Amfora nedir?
Milat öncesi dönemde dahi çömlek kullanılarak yapılan amforalar, zeytinyağından şaraba birçok farklı maddenin taşınması için yaygın bir biçimde kullanılmıştır. Gövdesi geniş olmasına rağmen boyun kısmı daha dar olan amforaların en belirgin özelliği boyun bölgesinden sonra çömleğin dibe doğru daralmasıdır. İki tarafında da kulpu olan amforalar bu yapıları ile hem estetik açıdan farklı bir görsellik hem de kolay taşıma sebebiyle işlevsel bir kullanım sunmaktaydı. Eski Yunan medeniyeti tarafından birçok farklı çeşitte üretilen ve çok yaygın bir biçimde kullanılan amforalara “Yunan Çömleği” de denmektedir. Eski Yunanca “çift taraflı” manasına gelen amphi ile “taşımak” anlamındaki pherein tabirlerinin birleşmesinden oluşan amfora kelimesi, Akdeniz coğrafyasında var olmuş farklı medeniyetlerin diline de girmiştir.

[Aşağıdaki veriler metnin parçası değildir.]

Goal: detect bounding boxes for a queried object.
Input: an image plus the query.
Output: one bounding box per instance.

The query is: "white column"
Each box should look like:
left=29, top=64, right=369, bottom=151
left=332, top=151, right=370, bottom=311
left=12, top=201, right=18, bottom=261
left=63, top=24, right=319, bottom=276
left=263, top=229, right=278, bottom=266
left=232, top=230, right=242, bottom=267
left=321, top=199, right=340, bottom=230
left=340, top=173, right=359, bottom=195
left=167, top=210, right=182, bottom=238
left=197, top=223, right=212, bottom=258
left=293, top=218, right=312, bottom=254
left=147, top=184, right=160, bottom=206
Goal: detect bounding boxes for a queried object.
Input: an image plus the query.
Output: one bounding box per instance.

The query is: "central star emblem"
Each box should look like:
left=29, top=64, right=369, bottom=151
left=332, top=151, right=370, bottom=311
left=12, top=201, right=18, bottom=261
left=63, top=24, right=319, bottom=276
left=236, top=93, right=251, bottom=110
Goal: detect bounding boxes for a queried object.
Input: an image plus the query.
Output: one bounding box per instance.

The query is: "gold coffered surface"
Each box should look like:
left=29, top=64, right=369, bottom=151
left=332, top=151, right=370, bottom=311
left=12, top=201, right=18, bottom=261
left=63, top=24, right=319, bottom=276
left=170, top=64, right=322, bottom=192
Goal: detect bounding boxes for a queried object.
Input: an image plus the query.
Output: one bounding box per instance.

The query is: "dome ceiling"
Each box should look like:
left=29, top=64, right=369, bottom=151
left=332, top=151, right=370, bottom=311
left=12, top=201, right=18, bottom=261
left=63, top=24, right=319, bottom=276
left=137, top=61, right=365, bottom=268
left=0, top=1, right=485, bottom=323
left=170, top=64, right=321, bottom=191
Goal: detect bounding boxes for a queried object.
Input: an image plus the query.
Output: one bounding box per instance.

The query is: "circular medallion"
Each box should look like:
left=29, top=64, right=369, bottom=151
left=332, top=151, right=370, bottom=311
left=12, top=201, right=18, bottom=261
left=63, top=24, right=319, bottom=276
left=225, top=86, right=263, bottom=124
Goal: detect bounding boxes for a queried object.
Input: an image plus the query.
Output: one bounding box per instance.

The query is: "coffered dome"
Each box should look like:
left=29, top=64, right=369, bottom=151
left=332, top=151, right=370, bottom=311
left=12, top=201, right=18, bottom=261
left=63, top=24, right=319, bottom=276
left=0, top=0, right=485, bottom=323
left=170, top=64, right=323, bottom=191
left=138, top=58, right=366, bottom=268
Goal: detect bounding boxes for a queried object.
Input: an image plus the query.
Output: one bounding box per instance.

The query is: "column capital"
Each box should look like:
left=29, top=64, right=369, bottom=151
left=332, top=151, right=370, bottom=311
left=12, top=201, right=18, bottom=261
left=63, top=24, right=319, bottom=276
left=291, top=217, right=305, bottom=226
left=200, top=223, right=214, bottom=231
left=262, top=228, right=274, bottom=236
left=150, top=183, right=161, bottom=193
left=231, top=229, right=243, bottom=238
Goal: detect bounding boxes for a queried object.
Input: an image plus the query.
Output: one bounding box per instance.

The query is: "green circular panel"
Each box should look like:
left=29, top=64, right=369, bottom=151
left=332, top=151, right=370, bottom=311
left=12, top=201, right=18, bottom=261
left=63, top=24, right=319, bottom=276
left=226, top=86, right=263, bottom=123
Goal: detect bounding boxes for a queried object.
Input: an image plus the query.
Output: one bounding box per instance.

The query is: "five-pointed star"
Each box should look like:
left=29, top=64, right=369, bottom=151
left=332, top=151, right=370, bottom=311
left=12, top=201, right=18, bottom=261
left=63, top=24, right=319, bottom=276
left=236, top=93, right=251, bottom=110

Tek parçalı ve boyunlu olmak üzere iki genel biçimde üretilen Yunan Çömlekleri yani amforalar, M.Ö. 9. yüzyıl civarında kullanılmaya başlanmıştır. Boyunlu amforalar Akdeniz coğrafyasında M.Ö. 9. yüzyıl civarında kullanılmaya başlanırken, tek parçadan üretilen amforaların kullanımı yaklaşık olarak M.Ö. 7. yüzyıla rastlamaktadır. Tanrıça Athena için düzenlenen şenliklerde kullanılan amforalar zeytinyağı ile doldurulurdu. M.Ö. 6. yüzyıldan başlayarak 2. yüzyıla kadar sürdürülen Athena şenliklerinde kullanılan zeytinyağı amforaları siyah renklere boyanır ve üzerine çeşitli figürler yapılırdı. Panathenik amfora olarak bilinen bu şenlik amforaları, Eski Yunan medeniyetinin en önemli tanrılarından biri olan Athena onuruna yapılan şenliklerde önemli bir unsurdu.
Günümüze dek yapılan arkeolojik çalışmalar sayesinde farklı dönemlere ait birçok farklı amfora çeşidi bulunmuştur. Genel kullanımı açısından zeytinyağı ve şarap taşınması için üretilen amforalar ayrıca tahıl ve zeytin saklamak için de kullanılmıştır. Amforanın ağzının hava almayacak şekilde kapatılması ile bu çömlekler tahılların ve zeytin bozulmadan uzun süreli olarak saklanabilmesine olanak tanıdığından, yiyeceklerin depolanması için de önemli bir araç olarak görülmüştür. Daha sonraki dönemde bilhassa Romalılar tarafından çok sayıda üretilen amforalar, ülkenin farklı yerlerinde üretilen şarapların şehirlere taşınması ve burada uzun yıllar boyunca saklanması için kullanılmıştır. Attika Ölçüsü adı verilen bir standarda göre üretilen bu amforalar, yaklaşık olarak 39 litre hacme sahiptir.
Yapılan arkeolojik çalışmalar sonucunda amforaların anıt mezarlar için de önemli bir figür olduğunun anlaşılmasını sağlamıştır. Ülkemizin de binlerce yıllık medeniyetler tarihine sahip olduğu düşünüldüğünde, Anadolu coğrafyasının birçok farklı amfora türüne ev sahipliği yapması şaşırtıcı değildir. Günümüzde Sinop ili içinde kalan coğrafya, özellikle Antik Dönemin en önemli amfora üretim merkezlerinden biriydi.